男性はどの年代でも「性的な快楽」が約6〜7割とトップなのに対し、女性は2~3割と少数派。それよりも精神的なつながりを重視している傾向が見えました。
「日本人の男女のセックスに対する意欲と意識の違いは思いのほか深刻です。快楽を満たすための男性のセックスでは女性は愛情を感じられていないはずです。そのむなしさからしたい気持ちが薄れ、セックスレスを加速させているのではないでしょうか。セックスはコミュニケーションであることを男性側が意識すれば、男女の溝も埋まっていく可能性はあります」(北村先生)。

 


懸念点③ 気乗りしないセックスに応じる女性は約7割


「どちらからセックスを求めることが多いですか」という質問に対して、男性では56.9%が「自分から」と回答し、年齢が上がるにつれて多くなっています。その一方で、女性ではわずか4.6%。現在でも、男性がリードし女性は誘いにのるという旧態依然としたスタイルがとられていました。

 

「気乗りしないセックスに応じることがあるか」という質問に女性は68.4%が「ある」と回答しています。女性の20 代、30 代では7 割を超え。女性にとってやはりセックスは受動的なものという意識が見えます。
「セックスは対等な営みであるべきなのに、日本女性はあまりにも受け身過ぎる印象を受けます。たとえば、避妊に関しても未だコンドームと膣外射精。男性任せではなく、自分自身の体を守るため、気持ちいいセックスを追求するためにも、自らアクションを起こしてもいいと思います」(北村先生)。
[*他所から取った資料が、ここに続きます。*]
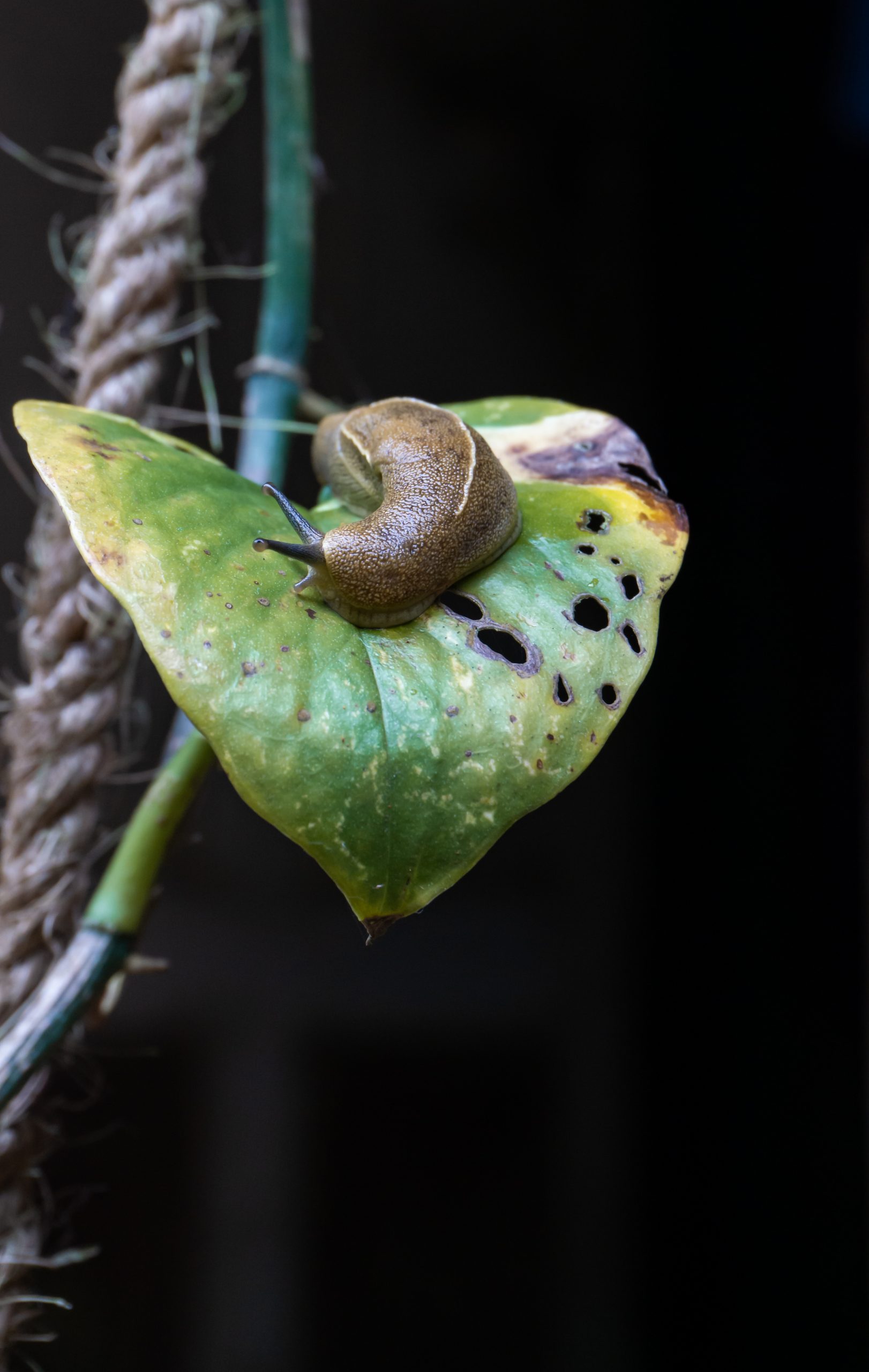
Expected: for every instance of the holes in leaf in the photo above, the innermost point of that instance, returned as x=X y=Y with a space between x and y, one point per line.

男女の性欲や意識の違いがセックスレス化を加速させているのかもしれません。

次回はさらに日本人のセックス事情を深堀りし、理由を探っていきます。

北村邦夫

群馬県渋川市に生まれ。自治医科大学を一期生として卒業後、群馬県庁に在籍するかたわら、群馬大学医学部産科婦人科教室で臨床を学ぶ。1988 年(昭和 63 年)から日本家族計画協会クリニック所長。現在一般社団法人日本家族計画協会会長/理事長/家族計画研究センター所長、日本思春期学会名誉会員、日本母性衛生学会常務理事など。著書には「ピル」(集英社新書)、「セックス嫌いな若者たち」(メディアファクトリー新書)。「ティーンズ・ボディーブック(新装改訂版)」(中央公論新社)、「入門百科プラス 女の子、はじめます。」(小学館)、「みんなこうなるの? おとなになるためのベストアンサー 71 の Q&A」(講談社)など多数。現在、毎日新聞で「Dr.北村が語る現代思春期」、朝日新聞アピタルで「あなたを守る性のはなし」連載中

取材・文/熊本美加
構成/片岡千晶(編集部)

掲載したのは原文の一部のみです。